Her staff was very good at taking the product of a computer, which would simply substitute rough morpheme equivalents in bundles, with various feature and intonation markings attached, and turning these chunks of raw language into suitable vehicles for communication.

Syntactic programs ranging from the deeply esoteric to the plain silly had been employed, but they had not come close to cracking one word or a hint of a morpheme, of what was now being called The Gabble.

They still struggled with ungainly programs weighed down by endless morpheme lists that supposedly would someday generate any message in a given language.

Every phoneme was formed of two or three superposed sounds, and every morpheme was a blend of phonemes, flowing together like water.

The morphemes of the language of Priest-Kings, those smallest intelligible information bits, in particular roots and affixes, are, of course, like the morphemes of English, extremely numerous.

I was told, incidentally, that the language of the Priest-Kings does possess more morphemes than English but I do not know if the report is truthful or not, for Priest-Kings tend to be somewhat touchy on the matter of any comparisons, particularly those to their disadvantage or putative disadvantage, with organisms of what they regard as the lower orders.

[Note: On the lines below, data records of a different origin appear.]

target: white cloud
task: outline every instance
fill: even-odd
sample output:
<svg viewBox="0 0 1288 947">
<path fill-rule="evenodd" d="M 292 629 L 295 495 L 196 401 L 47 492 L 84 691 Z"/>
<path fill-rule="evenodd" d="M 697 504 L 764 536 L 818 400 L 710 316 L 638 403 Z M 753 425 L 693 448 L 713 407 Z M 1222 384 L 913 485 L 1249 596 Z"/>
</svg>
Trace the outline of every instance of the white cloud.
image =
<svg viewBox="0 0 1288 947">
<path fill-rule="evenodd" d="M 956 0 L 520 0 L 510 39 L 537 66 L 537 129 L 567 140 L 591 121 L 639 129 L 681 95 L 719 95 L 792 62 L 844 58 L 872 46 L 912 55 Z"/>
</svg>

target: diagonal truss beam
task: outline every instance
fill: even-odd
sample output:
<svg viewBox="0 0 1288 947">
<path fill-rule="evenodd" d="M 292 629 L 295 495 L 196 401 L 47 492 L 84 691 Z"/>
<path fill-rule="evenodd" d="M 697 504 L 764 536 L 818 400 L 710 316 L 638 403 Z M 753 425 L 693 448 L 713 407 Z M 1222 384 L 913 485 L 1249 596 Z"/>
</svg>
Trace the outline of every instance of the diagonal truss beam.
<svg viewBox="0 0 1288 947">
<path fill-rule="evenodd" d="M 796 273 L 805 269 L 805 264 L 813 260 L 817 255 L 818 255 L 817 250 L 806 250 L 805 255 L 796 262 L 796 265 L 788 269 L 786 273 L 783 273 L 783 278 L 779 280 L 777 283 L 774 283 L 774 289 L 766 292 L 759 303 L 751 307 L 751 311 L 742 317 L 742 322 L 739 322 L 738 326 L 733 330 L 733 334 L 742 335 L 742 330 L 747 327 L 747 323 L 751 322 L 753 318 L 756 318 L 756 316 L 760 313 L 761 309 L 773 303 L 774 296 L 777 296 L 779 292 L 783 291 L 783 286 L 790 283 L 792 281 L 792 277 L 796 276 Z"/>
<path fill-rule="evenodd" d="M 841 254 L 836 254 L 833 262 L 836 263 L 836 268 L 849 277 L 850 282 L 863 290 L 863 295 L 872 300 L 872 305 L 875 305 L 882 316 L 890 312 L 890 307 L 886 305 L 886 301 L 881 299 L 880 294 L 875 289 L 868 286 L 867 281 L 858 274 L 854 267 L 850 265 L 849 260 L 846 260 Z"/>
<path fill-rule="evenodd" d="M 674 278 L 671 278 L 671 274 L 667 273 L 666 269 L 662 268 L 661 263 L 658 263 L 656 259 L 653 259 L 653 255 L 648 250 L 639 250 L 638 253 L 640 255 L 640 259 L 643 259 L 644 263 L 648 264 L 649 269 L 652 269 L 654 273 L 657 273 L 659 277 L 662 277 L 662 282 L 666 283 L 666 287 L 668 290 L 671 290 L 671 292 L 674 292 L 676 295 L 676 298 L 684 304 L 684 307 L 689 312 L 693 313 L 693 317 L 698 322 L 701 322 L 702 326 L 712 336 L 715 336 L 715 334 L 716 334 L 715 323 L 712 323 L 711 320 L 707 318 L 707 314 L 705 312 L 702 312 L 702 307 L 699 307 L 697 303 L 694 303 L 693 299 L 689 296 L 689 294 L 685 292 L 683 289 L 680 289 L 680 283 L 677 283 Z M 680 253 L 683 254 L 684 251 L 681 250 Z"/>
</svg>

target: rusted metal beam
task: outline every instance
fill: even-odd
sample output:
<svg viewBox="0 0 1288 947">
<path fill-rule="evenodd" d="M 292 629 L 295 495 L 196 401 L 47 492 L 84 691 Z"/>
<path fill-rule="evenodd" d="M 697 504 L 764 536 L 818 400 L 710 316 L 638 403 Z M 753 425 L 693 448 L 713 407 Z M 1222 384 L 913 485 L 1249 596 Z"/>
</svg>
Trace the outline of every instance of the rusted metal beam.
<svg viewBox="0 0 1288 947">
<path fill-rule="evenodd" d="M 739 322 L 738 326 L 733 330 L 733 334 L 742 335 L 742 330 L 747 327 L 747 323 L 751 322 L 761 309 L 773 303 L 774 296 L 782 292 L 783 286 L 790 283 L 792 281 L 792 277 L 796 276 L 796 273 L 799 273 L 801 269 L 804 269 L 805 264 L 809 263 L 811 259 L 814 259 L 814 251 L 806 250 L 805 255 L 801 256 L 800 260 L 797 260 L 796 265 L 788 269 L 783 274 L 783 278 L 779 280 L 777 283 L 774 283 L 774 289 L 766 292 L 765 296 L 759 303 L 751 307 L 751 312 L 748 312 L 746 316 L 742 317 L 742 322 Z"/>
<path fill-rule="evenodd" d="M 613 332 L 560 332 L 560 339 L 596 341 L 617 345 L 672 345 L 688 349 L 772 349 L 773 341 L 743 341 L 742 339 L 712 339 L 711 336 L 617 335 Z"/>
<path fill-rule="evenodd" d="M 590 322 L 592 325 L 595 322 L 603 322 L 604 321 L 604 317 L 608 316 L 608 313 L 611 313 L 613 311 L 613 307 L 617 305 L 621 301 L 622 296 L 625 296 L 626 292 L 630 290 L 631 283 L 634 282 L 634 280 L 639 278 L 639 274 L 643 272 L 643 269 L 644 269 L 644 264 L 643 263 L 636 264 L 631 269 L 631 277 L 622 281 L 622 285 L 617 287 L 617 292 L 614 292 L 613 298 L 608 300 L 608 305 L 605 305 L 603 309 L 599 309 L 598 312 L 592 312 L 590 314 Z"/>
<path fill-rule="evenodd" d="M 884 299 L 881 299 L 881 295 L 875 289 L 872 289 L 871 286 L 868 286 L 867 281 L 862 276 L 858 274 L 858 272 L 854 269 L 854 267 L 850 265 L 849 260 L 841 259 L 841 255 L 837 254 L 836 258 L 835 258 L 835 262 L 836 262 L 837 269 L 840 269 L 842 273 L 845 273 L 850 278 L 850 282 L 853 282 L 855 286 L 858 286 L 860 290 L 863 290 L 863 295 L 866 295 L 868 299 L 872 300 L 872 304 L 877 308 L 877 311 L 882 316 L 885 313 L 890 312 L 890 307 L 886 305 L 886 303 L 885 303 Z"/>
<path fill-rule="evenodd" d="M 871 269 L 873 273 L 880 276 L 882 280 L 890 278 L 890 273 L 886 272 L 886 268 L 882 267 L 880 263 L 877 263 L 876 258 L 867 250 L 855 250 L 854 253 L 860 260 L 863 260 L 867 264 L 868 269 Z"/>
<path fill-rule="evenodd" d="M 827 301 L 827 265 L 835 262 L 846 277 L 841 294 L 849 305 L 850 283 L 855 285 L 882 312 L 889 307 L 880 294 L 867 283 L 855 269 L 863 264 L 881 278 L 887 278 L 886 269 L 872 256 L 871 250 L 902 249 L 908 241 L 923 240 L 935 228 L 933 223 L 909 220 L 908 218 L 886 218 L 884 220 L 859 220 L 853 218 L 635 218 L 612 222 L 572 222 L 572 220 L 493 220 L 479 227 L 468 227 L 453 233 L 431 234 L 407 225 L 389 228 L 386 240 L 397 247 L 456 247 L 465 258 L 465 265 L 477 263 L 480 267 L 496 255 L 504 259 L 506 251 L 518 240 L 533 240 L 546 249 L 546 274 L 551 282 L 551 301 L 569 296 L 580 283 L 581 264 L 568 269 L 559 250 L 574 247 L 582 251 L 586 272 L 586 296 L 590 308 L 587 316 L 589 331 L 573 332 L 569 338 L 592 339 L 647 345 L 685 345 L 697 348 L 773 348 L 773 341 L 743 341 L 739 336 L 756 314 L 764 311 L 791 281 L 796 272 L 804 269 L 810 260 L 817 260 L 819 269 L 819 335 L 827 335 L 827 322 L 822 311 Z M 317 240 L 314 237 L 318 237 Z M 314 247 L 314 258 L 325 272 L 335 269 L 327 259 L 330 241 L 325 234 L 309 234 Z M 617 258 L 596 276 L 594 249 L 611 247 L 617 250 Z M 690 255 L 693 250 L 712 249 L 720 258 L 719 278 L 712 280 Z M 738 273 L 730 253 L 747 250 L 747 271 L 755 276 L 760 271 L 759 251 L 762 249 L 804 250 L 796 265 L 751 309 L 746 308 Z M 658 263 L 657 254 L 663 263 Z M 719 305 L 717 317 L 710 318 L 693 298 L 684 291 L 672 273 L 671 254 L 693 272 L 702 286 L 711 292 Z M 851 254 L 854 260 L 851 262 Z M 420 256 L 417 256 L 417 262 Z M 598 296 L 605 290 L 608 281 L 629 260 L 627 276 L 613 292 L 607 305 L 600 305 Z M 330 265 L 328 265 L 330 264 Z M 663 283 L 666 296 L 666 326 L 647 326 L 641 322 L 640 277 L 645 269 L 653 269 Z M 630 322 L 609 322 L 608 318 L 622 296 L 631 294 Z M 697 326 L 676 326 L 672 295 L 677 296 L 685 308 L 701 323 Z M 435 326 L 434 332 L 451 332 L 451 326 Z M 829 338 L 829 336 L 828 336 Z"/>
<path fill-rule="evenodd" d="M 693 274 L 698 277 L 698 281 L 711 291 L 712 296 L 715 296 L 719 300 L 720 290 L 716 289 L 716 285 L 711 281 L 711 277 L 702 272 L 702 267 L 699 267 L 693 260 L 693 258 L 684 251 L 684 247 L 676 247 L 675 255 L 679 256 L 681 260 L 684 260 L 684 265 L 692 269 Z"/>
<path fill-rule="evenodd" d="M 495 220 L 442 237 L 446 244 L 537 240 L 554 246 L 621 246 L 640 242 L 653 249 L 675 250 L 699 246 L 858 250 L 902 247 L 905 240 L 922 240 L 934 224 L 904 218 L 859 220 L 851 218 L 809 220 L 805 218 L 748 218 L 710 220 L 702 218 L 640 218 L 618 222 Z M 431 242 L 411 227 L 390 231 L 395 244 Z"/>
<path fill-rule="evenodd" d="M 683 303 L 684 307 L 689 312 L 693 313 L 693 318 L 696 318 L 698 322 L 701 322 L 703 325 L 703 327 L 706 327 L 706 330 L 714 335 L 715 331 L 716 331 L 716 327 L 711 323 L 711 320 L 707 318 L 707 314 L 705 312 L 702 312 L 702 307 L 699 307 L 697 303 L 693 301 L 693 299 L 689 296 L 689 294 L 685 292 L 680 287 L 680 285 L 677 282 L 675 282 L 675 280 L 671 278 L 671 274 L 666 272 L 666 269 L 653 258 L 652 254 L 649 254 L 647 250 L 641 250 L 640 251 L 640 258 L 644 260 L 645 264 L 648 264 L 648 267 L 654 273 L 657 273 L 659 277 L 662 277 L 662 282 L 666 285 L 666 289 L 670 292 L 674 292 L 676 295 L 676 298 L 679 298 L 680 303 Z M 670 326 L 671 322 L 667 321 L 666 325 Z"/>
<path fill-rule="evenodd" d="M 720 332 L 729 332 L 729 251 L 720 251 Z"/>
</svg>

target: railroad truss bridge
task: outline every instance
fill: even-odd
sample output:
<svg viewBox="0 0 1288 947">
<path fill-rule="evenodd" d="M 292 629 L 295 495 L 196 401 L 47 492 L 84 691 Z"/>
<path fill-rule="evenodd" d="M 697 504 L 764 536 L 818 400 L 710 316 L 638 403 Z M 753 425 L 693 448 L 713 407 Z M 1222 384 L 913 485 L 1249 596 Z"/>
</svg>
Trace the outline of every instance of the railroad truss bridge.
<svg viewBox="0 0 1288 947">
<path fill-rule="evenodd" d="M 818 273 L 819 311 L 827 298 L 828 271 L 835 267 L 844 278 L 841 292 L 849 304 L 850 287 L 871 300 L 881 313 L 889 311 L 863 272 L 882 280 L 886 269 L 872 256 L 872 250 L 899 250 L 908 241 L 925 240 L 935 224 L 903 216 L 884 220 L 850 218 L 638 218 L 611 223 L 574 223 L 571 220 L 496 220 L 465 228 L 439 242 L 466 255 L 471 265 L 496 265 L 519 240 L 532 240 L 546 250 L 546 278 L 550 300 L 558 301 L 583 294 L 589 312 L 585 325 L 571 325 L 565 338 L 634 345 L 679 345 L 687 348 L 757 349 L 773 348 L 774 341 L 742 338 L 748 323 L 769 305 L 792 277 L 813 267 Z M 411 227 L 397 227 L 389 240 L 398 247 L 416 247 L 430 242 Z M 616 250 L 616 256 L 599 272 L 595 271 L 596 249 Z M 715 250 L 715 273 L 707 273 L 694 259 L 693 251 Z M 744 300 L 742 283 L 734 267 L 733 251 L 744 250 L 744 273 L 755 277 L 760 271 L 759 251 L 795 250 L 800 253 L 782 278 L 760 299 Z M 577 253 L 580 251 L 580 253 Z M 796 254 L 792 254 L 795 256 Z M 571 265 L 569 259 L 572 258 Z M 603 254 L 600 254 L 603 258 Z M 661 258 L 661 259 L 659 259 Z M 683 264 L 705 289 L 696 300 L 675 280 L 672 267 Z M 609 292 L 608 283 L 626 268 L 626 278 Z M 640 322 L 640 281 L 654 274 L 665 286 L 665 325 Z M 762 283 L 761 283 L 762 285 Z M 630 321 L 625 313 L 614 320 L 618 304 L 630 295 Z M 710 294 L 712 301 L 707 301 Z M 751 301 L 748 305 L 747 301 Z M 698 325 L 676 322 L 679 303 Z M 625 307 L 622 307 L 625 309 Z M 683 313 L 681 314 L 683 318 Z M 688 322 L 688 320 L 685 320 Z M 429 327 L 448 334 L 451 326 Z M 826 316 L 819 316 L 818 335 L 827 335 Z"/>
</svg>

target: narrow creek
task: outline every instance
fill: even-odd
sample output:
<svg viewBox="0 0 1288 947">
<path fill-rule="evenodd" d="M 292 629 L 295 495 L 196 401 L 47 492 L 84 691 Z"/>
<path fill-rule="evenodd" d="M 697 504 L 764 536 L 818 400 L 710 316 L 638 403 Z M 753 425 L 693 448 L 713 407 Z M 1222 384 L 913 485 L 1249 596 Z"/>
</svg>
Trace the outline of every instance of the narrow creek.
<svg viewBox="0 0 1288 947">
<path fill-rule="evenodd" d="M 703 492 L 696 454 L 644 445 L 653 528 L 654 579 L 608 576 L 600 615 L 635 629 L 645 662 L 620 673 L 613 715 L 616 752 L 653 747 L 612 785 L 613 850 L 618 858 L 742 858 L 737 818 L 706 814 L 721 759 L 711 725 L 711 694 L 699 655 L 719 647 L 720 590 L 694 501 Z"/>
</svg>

The translator tapes, incidentally, are approximately the same size, but this is no help, since the tapes represent pairings of approximate equivelants, and there are several English morphemes not translatable into the language of Priest-Kings, and, as I learned, morphemes in their language for which no English equivelants exist.

He was able to manipulate a cilia board well enough to reproduce a few basic commands, and when Voth absentmindedly pressed a limb against his skin, he was often able to recognize some of the simpler morphemes, like numbers.

The AI had analyzed the morphemes it identified in their speech, and assigned probable meaning to the combinations.

When he connected me to the modem, his goal was to supplement my technical knowledge of speech -- phonemes, morphemes, syntax, lexicon, prosody, discourse -- with a broad-based knowledge of semantics.